# Model Training for Lifespan Prediction

This notebook demonstrates how to:
1. Load configuration from YAML
2. Create datasets and dataloaders
3. Initialize model and trainer
4. Run training loop
5. Visualize results

This uses the refactored `lifespan_predictor` package for clean, modular training.

## 1. Setup and Imports

In [None]:
import os
import sys
import torch
import numpy as np
import pandas as pd
from pathlib import Path

# Import from the refactored package
from lifespan_predictor.config import Config
from lifespan_predictor.data.dataset import LifespanDataset
from lifespan_predictor.models.predictor import LifespanPredictor
from lifespan_predictor.training.trainer import Trainer
from lifespan_predictor.training.callbacks import EarlyStopping, ModelCheckpoint, LearningRateScheduler
from lifespan_predictor.training.metrics import AUC, Accuracy, F1Score, RMSE, MAE, R2Score
from lifespan_predictor.utils.logging import setup_logger
from lifespan_predictor.utils.visualization import plot_training_curves, plot_predictions

from torch_geometric.loader import DataLoader

# Setup logging
logger = setup_logger("training", level="INFO")
logger.info("Starting model training notebook")

## 2. Load Configuration

Load and validate configuration from YAML file.

In [None]:
# Load configuration
config_path = "../lifespan_predictor/config/default_config.yaml"
config = Config.from_yaml(config_path)

# Validate configuration
config.validate()

# Display key parameters
logger.info(f"Configuration loaded from: {config_path}")
logger.info(f"Task: {config.training.task}")
logger.info(f"Batch size: {config.training.batch_size}")
logger.info(f"Max epochs: {config.training.max_epochs}")
logger.info(f"Learning rate: {config.training.learning_rate}")
logger.info(f"Device: {config.device.use_cuda and 'cuda' or 'cpu'}")

# Set device
device = torch.device('cuda' if config.device.use_cuda and torch.cuda.is_available() else 'cpu')
logger.info(f"Using device: {device}")

## 3. Load Preprocessed Data

Load the data that was preprocessed in notebook 01.

In [None]:
# Load training data
train_data_dir = os.path.join(config.data.output_dir, "train")

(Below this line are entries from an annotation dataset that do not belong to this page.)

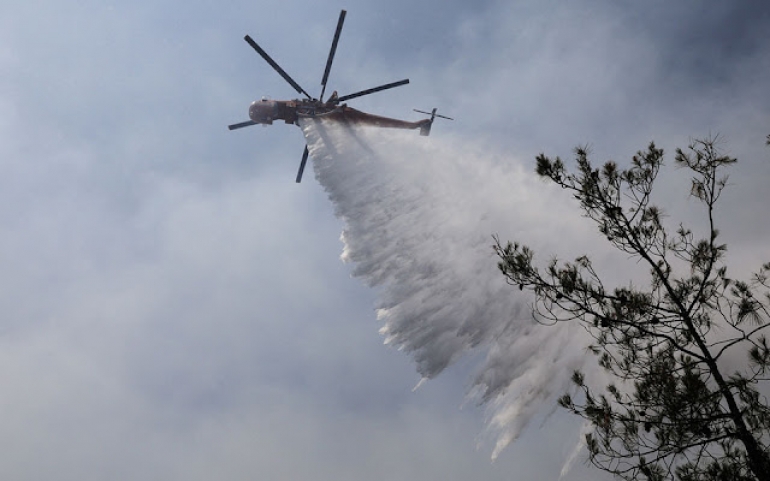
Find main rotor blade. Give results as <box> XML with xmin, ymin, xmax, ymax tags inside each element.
<box><xmin>319</xmin><ymin>10</ymin><xmax>347</xmax><ymax>101</ymax></box>
<box><xmin>243</xmin><ymin>35</ymin><xmax>312</xmax><ymax>99</ymax></box>
<box><xmin>227</xmin><ymin>120</ymin><xmax>257</xmax><ymax>130</ymax></box>
<box><xmin>337</xmin><ymin>79</ymin><xmax>409</xmax><ymax>102</ymax></box>
<box><xmin>297</xmin><ymin>145</ymin><xmax>310</xmax><ymax>184</ymax></box>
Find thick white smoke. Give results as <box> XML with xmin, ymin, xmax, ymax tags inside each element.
<box><xmin>301</xmin><ymin>119</ymin><xmax>587</xmax><ymax>457</ymax></box>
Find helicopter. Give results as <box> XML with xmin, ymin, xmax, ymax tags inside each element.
<box><xmin>228</xmin><ymin>10</ymin><xmax>453</xmax><ymax>183</ymax></box>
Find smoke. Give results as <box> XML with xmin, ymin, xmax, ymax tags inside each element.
<box><xmin>301</xmin><ymin>118</ymin><xmax>587</xmax><ymax>457</ymax></box>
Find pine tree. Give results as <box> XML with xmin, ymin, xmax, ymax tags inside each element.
<box><xmin>495</xmin><ymin>137</ymin><xmax>770</xmax><ymax>481</ymax></box>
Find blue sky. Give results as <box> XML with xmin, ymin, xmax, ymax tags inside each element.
<box><xmin>0</xmin><ymin>0</ymin><xmax>770</xmax><ymax>480</ymax></box>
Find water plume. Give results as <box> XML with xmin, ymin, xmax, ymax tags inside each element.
<box><xmin>300</xmin><ymin>118</ymin><xmax>586</xmax><ymax>457</ymax></box>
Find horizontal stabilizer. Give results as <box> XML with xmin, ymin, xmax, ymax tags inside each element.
<box><xmin>227</xmin><ymin>120</ymin><xmax>257</xmax><ymax>130</ymax></box>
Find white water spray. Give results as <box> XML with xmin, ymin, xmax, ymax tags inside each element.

logger.info(f"Loading training data from: {train_data_dir}")

# Load CSV for SMILES
train_df = pd.read_csv(os.path.join(train_data_dir, "processed_data.csv"))
train_smiles = train_df[config.data.smiles_column].tolist()

# Load preprocessed features
train_adj = np.load(os.path.join(train_data_dir, "adj.npy"))
train_features = np.load(os.path.join(train_data_dir, "features.npy"))
train_labels = np.load(os.path.join(train_data_dir, "labels.npy"))
train_fp_hashed = np.load(os.path.join(train_data_dir, "fp_hashed.npy"))
train_fp_nonhashed = np.load(os.path.join(train_data_dir, "fp_nonhashed.npy"))

logger.info(f"Loaded {len(train_smiles)} training molecules")
logger.info(f"Features shape: adj={train_adj.shape}, features={train_features.shape}")
logger.info(f"Fingerprints shape: hashed={train_fp_hashed.shape}, non-hashed={train_fp_nonhashed.shape}")
logger.info(f"Labels shape: {train_labels.shape}")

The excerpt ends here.